Based on the sequence information of mesentericin M revealed in this study, we here infer the genes responsible for its biosynthesis and immunity around its structural gene (mesM) on pLM213M0B (Supplementary Figure S1d and Figure 7). There are three genes (named mesKJL) and one gene (mesN) upstream and downstream near mesM, respectively. Among them, mesJ was annotated as a putative bacteriocin immunity gene, and its upstream neighbor is mesK. Although the function of mesK is unknown, a sequence with 98% homology to mesK was found in the vicinity of the ABC transporter genes (lcaCD) of leucocin A produced by Leuconostoc gelidum UAL 187 [7]. There is a putative promoter just upstream of mesK, and there is a replication initiation gene that is not directly related to bacteriocin production and immunity in further approximately 800 bp upstream. Therefore, mesK is thought to be the first gene of the mesentericin M-related gene cluster. Downstream of mesM is mesN, whose function is unknown, and approximately 770 bp further downstream is mesD2E2, described as pLM213M0B-mesDE in Figure 2. These two genes had been thought to be responsible for the secretion of mesentericins Y105 and B105, as mentioned above. However, since there are no other mesentericin M secretion genes in the vicinity, it was speculated that they would play this role. On these grounds, these seven genes were deduced to be the mesentericin M-related genes.
As noted above, mesentericin M requires not only cleavage of the N-terminal leader peptide but also cleavage of the C-terminal tripeptide for its maturation. For cleavage at the C-terminus, some kind of protease such as a carboxypeptidase would be needed, as well as a signal peptidase at the N-terminus. The three genes (mesK, mesL, and mesN) of unknown function on pLM213M0B may possibly play a role in this protease activity. However, this seems unlikely, since the translated sequences of mesK, mesL, and mesN do not have the well-known conserved regions of proteases. We rather focus on the homology between the cleaved tripeptide (GYY) and the first three residues (KYY) on the N-terminal side (just after the double glycine motif in the leader sequence) of mesentericin Y105. Namely, we think that the leader peptidase of mesentericin Y105 may misrecognize and cleave the tripeptide. Further experiments are needed to elucidate the cleavage mechanism of the C-terminal tripeptide and its effects.

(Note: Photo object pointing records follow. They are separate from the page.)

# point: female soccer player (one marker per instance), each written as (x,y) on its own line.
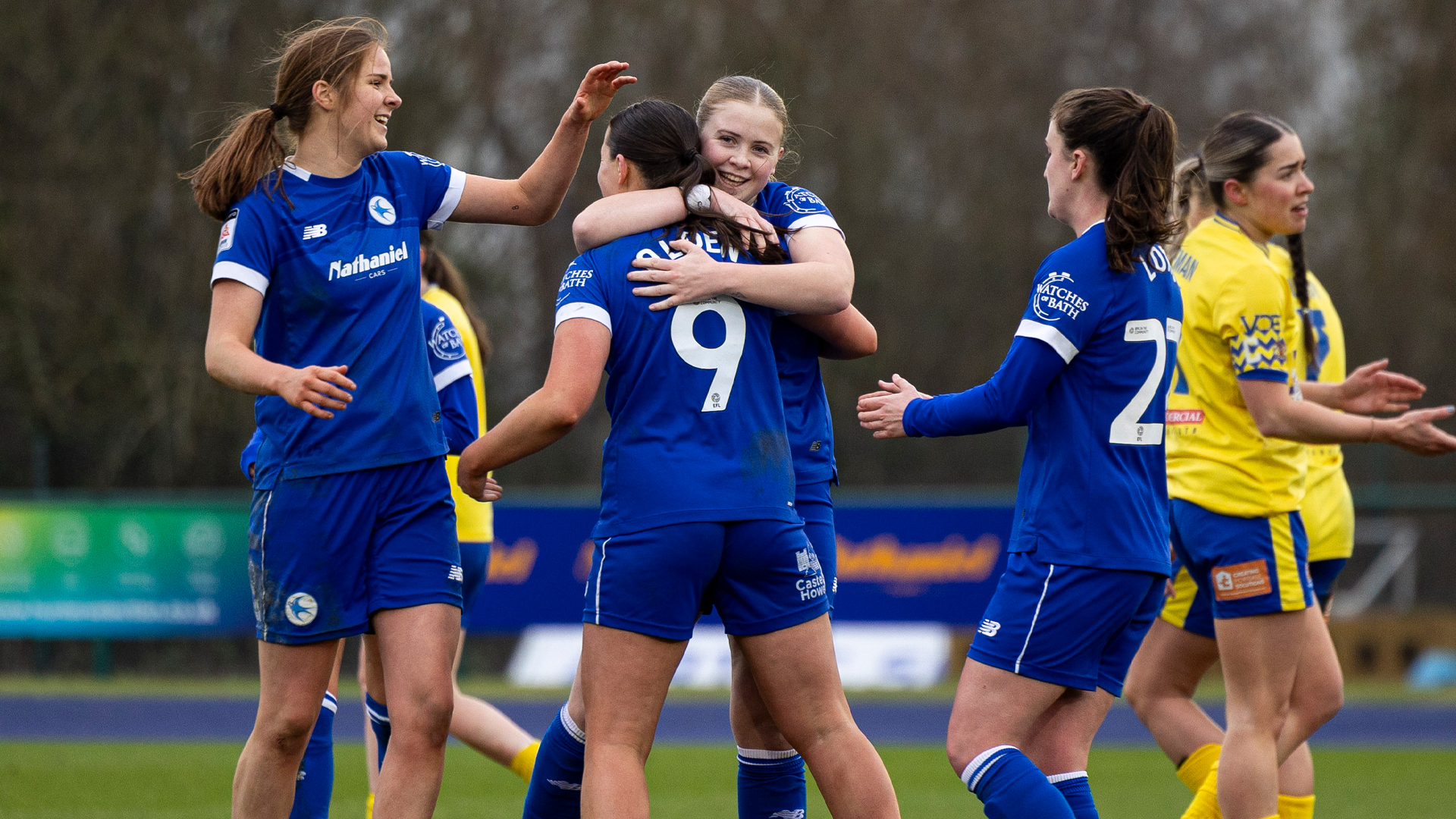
(743,126)
(476,723)
(696,496)
(1088,375)
(1237,477)
(316,311)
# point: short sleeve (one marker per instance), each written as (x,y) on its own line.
(1062,311)
(447,359)
(1250,314)
(788,207)
(438,188)
(245,248)
(582,293)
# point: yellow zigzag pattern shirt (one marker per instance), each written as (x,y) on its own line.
(1239,322)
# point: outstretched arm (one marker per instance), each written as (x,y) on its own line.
(548,414)
(535,197)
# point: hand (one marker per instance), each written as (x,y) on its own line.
(316,390)
(1375,390)
(692,278)
(883,411)
(1417,433)
(758,231)
(596,93)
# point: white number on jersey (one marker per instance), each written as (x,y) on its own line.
(723,359)
(1126,428)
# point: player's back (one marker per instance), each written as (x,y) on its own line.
(693,394)
(1094,483)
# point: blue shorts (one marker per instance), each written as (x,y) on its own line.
(1187,607)
(327,553)
(1245,566)
(762,576)
(817,510)
(475,560)
(1068,626)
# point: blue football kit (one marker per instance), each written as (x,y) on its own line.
(353,513)
(1088,375)
(696,474)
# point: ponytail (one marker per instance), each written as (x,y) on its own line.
(661,140)
(251,149)
(438,270)
(1133,143)
(1296,257)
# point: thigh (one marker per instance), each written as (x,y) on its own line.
(816,507)
(1055,623)
(414,553)
(654,582)
(770,579)
(1247,566)
(306,557)
(475,563)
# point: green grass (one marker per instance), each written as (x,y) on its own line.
(175,781)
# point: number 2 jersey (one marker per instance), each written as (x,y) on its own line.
(698,426)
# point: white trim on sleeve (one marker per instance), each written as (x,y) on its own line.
(450,202)
(584,311)
(240,273)
(1052,335)
(452,373)
(816,221)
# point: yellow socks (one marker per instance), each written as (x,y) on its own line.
(526,761)
(1296,806)
(1206,800)
(1197,765)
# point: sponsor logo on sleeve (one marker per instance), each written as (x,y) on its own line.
(444,341)
(1055,300)
(229,231)
(1241,580)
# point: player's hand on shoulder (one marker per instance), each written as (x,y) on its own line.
(1373,388)
(1416,431)
(598,89)
(692,278)
(883,411)
(316,390)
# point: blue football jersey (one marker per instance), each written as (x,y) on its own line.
(805,407)
(338,265)
(1094,483)
(693,395)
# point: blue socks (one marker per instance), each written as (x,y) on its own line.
(315,787)
(555,787)
(1078,793)
(770,784)
(1012,787)
(379,723)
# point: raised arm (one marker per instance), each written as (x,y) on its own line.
(535,197)
(819,281)
(231,357)
(546,416)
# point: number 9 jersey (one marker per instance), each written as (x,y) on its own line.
(698,430)
(1094,483)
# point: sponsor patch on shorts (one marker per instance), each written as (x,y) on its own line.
(1241,580)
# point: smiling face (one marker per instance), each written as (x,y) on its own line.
(1276,202)
(743,143)
(369,104)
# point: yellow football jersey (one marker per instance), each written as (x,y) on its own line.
(475,521)
(1239,321)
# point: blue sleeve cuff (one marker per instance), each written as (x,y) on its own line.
(1264,375)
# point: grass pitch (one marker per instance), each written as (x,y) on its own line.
(184,781)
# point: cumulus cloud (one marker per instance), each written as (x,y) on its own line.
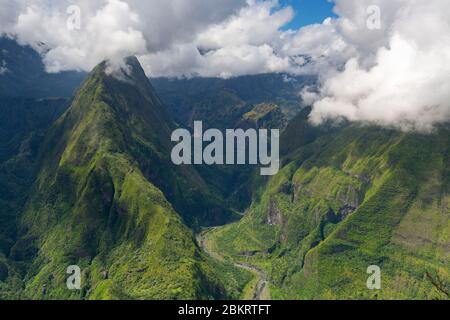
(395,74)
(399,77)
(79,34)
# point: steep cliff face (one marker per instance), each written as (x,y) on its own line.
(348,198)
(98,202)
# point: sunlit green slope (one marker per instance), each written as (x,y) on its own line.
(98,202)
(348,198)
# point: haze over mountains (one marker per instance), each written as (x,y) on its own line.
(87,180)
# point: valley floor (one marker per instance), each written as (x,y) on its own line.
(258,288)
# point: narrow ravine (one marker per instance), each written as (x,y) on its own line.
(262,291)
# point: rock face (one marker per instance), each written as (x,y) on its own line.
(347,198)
(99,200)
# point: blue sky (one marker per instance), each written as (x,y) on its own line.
(309,12)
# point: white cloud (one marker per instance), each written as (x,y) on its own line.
(397,75)
(404,80)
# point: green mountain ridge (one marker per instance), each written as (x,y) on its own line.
(95,203)
(93,185)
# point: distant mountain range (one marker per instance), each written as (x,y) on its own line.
(87,180)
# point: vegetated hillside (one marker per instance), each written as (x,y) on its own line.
(22,74)
(221,103)
(257,101)
(23,125)
(348,198)
(100,202)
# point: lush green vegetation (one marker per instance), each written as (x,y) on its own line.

As for the 406-III bacteriocin, the N-terminal sequence was identical to that of mesentericin B105 (Table 4). However, its mass, as well as that of the 123M0-III bacteriocin, was 16 higher than that of mesentericin B105, identified in the peak-IV fraction (Supplementary Figure S2). This was consistent with the value obtained by oxidation at the ninth amino acid residue, methionine, to sulfoxide of mesentericin B105. Similar methionine oxidation has been well studied with pediocin PA-1 [32,33,34]. It has been reported that the methionine residue at position 31 of pediocin PA-1 was gradually oxidized to sulfoxide during storage and that the antibacterial activity was greatly reduced by the oxidation. The specific activities of the peak-III bacteriocins were also significantly lower than those of the corresponding peak-IV bacteriocins identified as mesentericin B105 (Figure 5b and Supplementary Table S1). These results indicated that the peak-III bacteriocins were oxidized mesentericin B105, whereas any active peaks of the oxidized forms of mesentericins Y105 and M were not detected (Figure 5a), which must be due to the absence of a methionine residue in them. Incidentally, almost the same results were also observed for mesentericin B105 and 52B [24,30].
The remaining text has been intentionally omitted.